The first wagon train started its journey in 1830 in India while the first passenger train in 1853 from Bombay to Thane. But the British did not keep a provision of toilet in long distance passenger trains. Especially, there was no such system prevalent for the third-class compartments for Indians. The railway services crossed around 50 years. In the year 1909, Akhilchandra Sen availed a long-distance train on one fine morning. Fortunately, he got a window-seat and was almost dozing off. Before leaving home, he had devoured a plate full of jackfruits. Soon, he felt the jackfruits rebelling inside his stomach. He felt extremely uneasy and wanted to rush to the washroom. Thereafter, he had a harrowing experience which he narrated in a letter written to the Saheb Ganj Subdivisional office. 

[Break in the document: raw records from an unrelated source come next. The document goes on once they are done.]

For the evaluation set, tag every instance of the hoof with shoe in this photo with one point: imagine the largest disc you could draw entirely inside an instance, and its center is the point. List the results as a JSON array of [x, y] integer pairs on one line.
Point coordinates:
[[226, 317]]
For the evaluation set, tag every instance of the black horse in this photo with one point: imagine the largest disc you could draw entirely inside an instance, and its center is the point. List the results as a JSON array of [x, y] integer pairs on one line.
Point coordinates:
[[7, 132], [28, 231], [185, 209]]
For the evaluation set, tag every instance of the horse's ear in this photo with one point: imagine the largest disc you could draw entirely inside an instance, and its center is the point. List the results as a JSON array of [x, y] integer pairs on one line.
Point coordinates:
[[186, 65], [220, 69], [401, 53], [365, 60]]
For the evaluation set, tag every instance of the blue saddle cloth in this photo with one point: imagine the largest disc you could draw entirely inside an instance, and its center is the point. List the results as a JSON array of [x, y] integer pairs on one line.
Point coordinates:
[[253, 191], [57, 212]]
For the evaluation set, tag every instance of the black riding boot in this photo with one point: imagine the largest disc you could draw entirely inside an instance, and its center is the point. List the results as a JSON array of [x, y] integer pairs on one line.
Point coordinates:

If you read the letter, you might burst out laughing but this was the letter which brought in a much-needed change. 

Dear sir,

I had availed the passenger train and reached Ahmadpur station. I felt a weird sense of discomfort in the stomach and was compelled to rush to the station toilet. I was almost through with the task when I heard the guard whistling. I rushed to catch the train with a lota and dhoti in the other hand. But to my utter dismay, I lost my balance and fell down and everyone in the station saw me without a thread on my body. The train left the station. This is simply unacceptable. If a passenger has to respond to nature’s call, why can’t the guard wait for him to come back? It is my humble request to you fine the guard for the sake of common people. Or else, I will be compelled to report this to the media. 

Regards
Your Trusted Servant
Akhilchandra Sen

This letter struck the British and propelled them to introduce the toilet facility in long distance trains. The historic letter is still preserved in the Railway Museum of New Delhi. While writing this letter, little did Akhilbabu realize the change it will bring to thousands of train passengers for centuries to come.